He did his best to honor her training. But that eye-contact thing kept getting in the way. When he turned away from her solicitations, she stopped playing altogether for days. So he started saying things like, “take to Mama.”

No good. Mama doesn’t play right.

Finally, Aries took things into her own paws.

One evening she brought the ball to where my husband and I were watching TV. I grabbed it and tossed it over her head down the hall. She jumped up and ran, skittered and skidded on the tile as it bounced away and I whooped with delight. She returned with the ball, and put it on the sofa where I could find it. Again I tossed it down the hall. Again she ran, skittered and slid. As I whooped and cheered. And a new game was born!

Since then, Aries has taken charge. She puts the ball beside my foot under the breakfast table. Or brings it to where she is noisily chewing her bone.Sometimes she even puts it into my hand.
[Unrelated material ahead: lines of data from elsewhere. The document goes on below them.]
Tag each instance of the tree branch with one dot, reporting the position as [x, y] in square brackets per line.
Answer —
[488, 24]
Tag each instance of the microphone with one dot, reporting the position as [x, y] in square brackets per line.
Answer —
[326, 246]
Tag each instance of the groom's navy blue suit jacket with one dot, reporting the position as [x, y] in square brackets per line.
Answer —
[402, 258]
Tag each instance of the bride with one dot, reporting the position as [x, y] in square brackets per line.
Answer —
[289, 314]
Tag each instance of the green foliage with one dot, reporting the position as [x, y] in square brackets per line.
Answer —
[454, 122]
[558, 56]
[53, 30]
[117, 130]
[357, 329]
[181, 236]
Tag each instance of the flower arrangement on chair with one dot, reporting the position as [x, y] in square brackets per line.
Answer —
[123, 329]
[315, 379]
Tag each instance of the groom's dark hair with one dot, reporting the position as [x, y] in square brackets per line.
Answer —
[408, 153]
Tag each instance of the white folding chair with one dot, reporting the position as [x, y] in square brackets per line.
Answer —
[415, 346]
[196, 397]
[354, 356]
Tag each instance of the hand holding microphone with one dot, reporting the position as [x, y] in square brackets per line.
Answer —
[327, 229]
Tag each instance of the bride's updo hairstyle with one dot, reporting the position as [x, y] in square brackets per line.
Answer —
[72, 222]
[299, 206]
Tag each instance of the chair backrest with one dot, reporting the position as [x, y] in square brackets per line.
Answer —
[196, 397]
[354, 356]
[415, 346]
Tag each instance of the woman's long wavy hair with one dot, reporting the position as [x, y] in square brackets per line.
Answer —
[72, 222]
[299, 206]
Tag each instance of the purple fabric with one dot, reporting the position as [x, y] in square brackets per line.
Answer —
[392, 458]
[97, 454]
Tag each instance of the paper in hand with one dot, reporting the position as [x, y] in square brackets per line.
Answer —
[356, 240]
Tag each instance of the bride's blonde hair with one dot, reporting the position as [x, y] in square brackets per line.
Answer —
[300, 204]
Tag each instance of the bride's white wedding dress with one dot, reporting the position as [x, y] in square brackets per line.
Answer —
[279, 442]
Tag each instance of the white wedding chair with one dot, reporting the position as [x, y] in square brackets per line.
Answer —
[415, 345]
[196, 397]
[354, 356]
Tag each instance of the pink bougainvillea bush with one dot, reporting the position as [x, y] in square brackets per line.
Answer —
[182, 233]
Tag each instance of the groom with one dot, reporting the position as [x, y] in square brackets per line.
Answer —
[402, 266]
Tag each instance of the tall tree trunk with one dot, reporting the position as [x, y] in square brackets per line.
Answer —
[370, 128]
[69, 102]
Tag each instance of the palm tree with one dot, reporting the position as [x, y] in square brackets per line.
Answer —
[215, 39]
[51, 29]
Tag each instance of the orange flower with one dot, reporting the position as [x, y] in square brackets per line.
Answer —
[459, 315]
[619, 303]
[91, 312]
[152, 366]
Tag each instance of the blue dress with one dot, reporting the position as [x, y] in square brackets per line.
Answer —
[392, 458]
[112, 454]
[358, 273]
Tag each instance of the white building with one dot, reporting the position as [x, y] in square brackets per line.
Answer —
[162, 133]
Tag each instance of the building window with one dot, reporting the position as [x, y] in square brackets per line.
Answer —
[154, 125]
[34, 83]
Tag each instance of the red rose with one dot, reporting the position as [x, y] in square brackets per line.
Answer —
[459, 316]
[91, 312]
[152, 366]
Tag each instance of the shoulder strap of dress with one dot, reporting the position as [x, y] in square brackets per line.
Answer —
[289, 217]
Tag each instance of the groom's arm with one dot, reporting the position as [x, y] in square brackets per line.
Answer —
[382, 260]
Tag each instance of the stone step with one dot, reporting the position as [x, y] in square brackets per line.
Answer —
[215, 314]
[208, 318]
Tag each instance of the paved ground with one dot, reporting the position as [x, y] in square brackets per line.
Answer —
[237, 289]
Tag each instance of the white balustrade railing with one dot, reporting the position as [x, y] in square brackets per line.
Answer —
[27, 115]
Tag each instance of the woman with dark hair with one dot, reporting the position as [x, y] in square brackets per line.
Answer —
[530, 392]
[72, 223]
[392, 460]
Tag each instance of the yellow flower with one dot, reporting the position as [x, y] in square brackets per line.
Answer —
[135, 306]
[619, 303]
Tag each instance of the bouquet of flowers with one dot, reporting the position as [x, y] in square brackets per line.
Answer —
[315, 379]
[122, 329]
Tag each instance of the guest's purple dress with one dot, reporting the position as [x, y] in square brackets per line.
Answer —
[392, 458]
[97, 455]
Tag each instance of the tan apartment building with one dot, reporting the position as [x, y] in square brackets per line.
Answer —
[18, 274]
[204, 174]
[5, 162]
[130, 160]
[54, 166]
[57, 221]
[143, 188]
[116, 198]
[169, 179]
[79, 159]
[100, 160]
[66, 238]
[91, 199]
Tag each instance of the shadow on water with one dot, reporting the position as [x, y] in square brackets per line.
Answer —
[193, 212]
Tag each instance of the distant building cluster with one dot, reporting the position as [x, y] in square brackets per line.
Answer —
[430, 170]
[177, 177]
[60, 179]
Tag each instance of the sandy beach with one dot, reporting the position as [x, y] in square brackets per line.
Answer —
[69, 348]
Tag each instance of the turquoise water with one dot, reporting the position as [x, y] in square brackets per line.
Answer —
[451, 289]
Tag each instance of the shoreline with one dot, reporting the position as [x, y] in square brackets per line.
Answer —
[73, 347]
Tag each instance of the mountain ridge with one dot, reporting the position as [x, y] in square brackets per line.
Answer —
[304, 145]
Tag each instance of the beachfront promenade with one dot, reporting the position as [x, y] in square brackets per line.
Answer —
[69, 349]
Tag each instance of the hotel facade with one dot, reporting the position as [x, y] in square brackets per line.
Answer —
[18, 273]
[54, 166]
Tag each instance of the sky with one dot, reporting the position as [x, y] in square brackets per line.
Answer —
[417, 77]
And as for the squeaky toy, Aries runs to get it, prances about sounding her whereabouts, and lets me “sneak” up on her to grab it and run away.

Genius! pure genius!

So yes, Aries and I share lovely moments of togetherness as I brush her each morning. And yes, we enjoy a good walk, and a cozy snuggle. But holy cow, watch out when it’s time to play! You just might learn something!

Aries Goes to Shul

Today Aries attended her first Morning Minyan at the synagogue. We hitched a ride with S as usual, walked up the long wheelchair ram which Aries targeted spot on, and entered the building without any problems. Aries led the way to the sanctuary, and then to my seat–expertly following each command.

How sweet to be back inside the sanctuary, to hush myself when readying for prayer, to feel the rhythm of Hebrew syllables washing me clean through.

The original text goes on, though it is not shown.